Evan looks at me, and I can almost hear his mind working. “Well, I… I wanted to be a miner. It seemed like a romantic way of life. And as it turned out, it was the only decent job available to someone who hadn’t yet taken their O-levels. I wasn’t near ready to take mine.”

“O-levels?” she asks. “What’s that?”

“Exams you take to graduate from high school. I didn’t take the exams, so I didn’t graduate.”

I’ve heard this partial invention. It’s the story he tells everybody.

“My parents had put their law to me. I couldn’t continue to live with them and go down the mine. They wouldn’t allow it, too much of a worry. Out of sight, out of worry for them.

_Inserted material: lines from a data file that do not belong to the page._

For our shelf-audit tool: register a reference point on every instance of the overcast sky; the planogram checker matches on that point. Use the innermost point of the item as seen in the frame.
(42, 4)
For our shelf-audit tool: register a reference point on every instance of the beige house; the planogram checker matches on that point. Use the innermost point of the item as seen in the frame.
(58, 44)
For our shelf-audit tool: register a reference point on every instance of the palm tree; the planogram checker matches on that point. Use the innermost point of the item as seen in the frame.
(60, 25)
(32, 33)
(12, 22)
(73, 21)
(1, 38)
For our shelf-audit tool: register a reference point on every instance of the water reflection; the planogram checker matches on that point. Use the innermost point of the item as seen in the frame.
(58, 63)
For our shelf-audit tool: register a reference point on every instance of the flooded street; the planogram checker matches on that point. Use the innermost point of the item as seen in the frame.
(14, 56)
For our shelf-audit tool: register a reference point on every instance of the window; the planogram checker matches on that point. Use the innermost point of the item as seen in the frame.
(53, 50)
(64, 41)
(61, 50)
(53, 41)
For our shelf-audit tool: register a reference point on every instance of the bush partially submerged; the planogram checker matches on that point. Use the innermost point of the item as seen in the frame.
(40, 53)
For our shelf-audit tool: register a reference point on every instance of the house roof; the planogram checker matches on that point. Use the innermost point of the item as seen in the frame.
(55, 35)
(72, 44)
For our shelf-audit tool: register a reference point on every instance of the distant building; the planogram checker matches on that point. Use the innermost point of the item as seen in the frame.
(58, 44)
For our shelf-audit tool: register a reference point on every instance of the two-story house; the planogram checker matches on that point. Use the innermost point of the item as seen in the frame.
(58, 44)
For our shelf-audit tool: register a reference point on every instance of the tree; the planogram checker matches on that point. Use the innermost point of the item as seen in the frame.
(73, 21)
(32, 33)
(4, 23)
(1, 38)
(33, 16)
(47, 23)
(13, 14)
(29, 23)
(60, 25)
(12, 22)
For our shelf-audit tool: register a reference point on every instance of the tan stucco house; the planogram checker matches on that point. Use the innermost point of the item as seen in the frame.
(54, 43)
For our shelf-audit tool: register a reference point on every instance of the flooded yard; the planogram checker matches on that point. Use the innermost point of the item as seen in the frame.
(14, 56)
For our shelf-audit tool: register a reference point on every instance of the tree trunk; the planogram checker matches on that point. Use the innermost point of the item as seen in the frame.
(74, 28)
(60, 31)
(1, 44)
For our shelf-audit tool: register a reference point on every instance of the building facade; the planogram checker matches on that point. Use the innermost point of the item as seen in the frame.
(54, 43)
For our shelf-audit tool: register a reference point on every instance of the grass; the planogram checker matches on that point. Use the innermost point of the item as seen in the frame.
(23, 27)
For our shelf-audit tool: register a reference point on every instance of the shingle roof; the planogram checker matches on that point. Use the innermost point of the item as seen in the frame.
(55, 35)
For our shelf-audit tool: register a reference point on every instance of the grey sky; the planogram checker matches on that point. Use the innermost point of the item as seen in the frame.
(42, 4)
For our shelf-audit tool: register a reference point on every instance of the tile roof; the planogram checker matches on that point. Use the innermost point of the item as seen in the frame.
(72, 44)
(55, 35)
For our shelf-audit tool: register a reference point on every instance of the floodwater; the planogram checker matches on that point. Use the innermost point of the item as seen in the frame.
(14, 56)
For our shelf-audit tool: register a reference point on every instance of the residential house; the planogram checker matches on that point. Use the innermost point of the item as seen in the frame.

Or something like that.” He looks over at me again and I smile, reassuring him that the real story is safe with me.

Auntie Beryl puts her arms around me and says quietly in my ear, “How have you made out with your father?”

“It’s been good. Much more than I expected. You helped. Our talking helped.”

“And your mam?”

“There, too. Really fine.”

“I’m coming down tomorrow to see them both.”

Beryl tries to talk us into spending the night, but by early evening Hannah is complaining about a tummyache and sore throat and has found her way to my lap. She is a bit peaked. Her head is warm. She hangs on me, heavy and whiny, a sure sign she is coming down with something.

“Why don’t we start home?” Evan says quietly. “It’s probably better to be awake and at home than to intrude on Beryl.”

“Your house is not our house,” Hannah sasses. “He doesn’t make our rules, Mommy. I want to stay here. I’m tired.”

Evan just smiles and handles it. “What about the kitties? Who will feed the kitties if we don’t go tonight?”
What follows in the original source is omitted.